Desde su llegada, el Centro Social se ha convertido en su ventana al mundo y en un espacio de estimulación intelectual. Participante activa en los talleres de alfabetización, memoria y lectura literaria, Antonia ha redescubierto su pasión por las historias y las letras, una vocación que nació en su infancia pero que la vida le obligó a postergar. «Leemos historias bonitas, que a mí me encantan», explica con una sonrisa que contrasta con la «tristeza» del pasado.

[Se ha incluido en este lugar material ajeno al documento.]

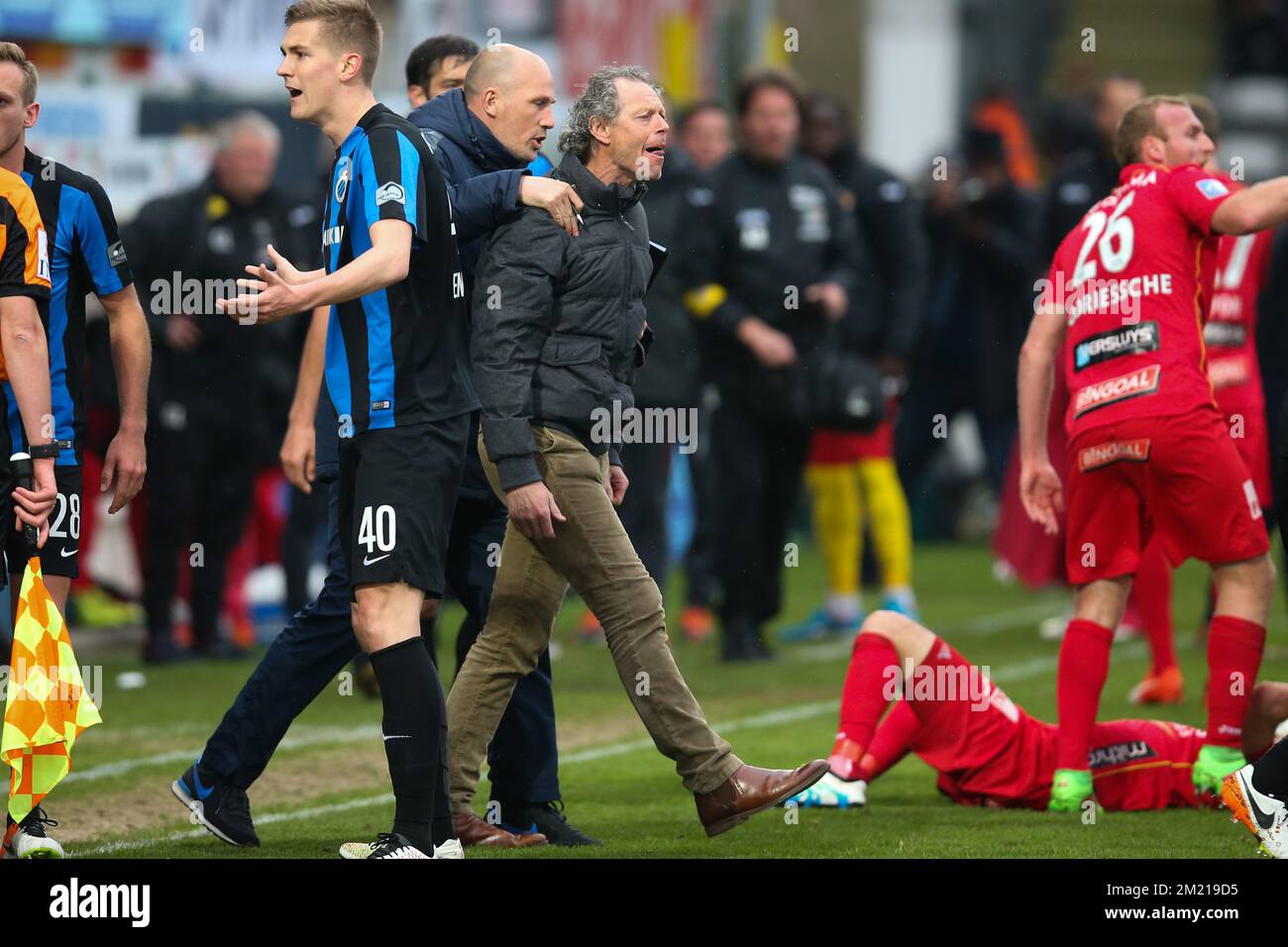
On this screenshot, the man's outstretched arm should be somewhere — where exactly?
[1019,307,1065,536]
[0,296,58,546]
[99,284,152,513]
[279,305,331,493]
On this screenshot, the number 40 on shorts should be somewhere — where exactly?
[358,505,398,554]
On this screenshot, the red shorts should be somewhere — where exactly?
[807,401,898,464]
[1065,408,1270,585]
[905,639,1055,808]
[1216,389,1272,515]
[1091,720,1215,811]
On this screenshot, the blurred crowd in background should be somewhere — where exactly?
[15,0,1288,660]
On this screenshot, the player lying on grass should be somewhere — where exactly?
[794,612,1288,811]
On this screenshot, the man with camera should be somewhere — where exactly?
[686,72,862,661]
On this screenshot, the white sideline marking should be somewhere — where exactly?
[68,792,394,858]
[67,642,1102,858]
[63,724,380,783]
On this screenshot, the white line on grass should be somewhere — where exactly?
[63,724,380,783]
[68,642,1108,858]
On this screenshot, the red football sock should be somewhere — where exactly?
[1130,539,1176,674]
[1207,614,1266,747]
[855,701,921,783]
[1056,618,1115,770]
[836,634,899,763]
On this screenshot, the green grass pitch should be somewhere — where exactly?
[46,545,1288,858]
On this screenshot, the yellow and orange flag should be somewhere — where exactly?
[0,557,103,822]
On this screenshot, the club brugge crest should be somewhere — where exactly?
[335,158,353,204]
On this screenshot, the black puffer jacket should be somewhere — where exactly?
[472,155,653,489]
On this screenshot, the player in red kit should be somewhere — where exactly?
[794,612,1288,811]
[1127,94,1274,703]
[1019,95,1288,810]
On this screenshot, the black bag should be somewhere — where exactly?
[796,340,885,434]
[748,322,885,434]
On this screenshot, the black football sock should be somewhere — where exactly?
[1252,740,1288,800]
[371,638,442,856]
[420,633,456,845]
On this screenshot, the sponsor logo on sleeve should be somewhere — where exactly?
[376,180,407,207]
[1073,365,1163,417]
[1208,356,1252,388]
[1073,321,1158,371]
[1078,437,1149,473]
[1194,177,1231,201]
[1203,320,1248,348]
[1243,476,1261,519]
[335,158,352,204]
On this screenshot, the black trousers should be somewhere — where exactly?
[282,483,327,614]
[711,401,810,631]
[143,411,255,646]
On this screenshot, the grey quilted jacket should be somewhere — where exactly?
[472,155,653,489]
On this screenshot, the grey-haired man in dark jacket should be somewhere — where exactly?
[448,65,827,835]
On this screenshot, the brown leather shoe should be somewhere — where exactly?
[452,811,546,848]
[693,760,827,837]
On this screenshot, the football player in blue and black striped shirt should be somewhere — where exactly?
[222,0,477,858]
[0,43,152,623]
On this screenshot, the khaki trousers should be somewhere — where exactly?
[447,425,742,813]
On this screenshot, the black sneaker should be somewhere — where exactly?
[340,832,430,858]
[170,760,259,848]
[501,798,604,845]
[4,805,63,858]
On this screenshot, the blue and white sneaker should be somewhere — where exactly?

Este cambio ha sido tan profundo que su propia familia se asombra de su nueva faceta social: «Mi hija dice: ‘Antes salíamos y no saludabas a nadie. Ahora salimos y, ay, hola, hola’. Yo antes no conocía a nadie y ahora sí».

Para Antonia, el alma del proyecto reside en la conexión intergeneracional con los voluntarios, a quienes observa con una mezcla de gratitud y asombro. En un barrio complejo donde el miedo solía ser la norma, el centro ofrece un oasis de seguridad y afecto. «Los admiro por el trabajo que hacen, porque ellos tienen su vida y buscan un huequito para dedicárnoslo a nosotras», reflexiona con humildad. Su testimonio no solo valida la necesidad de estos espacios de convivencia, sino que demuestra que, gracias a la labor de la Fundación, personas que se sentían en la «recta final» hoy caminan por las calles de su barrio con la cabeza alta, sintiéndose, por fin, integradas y valoradas.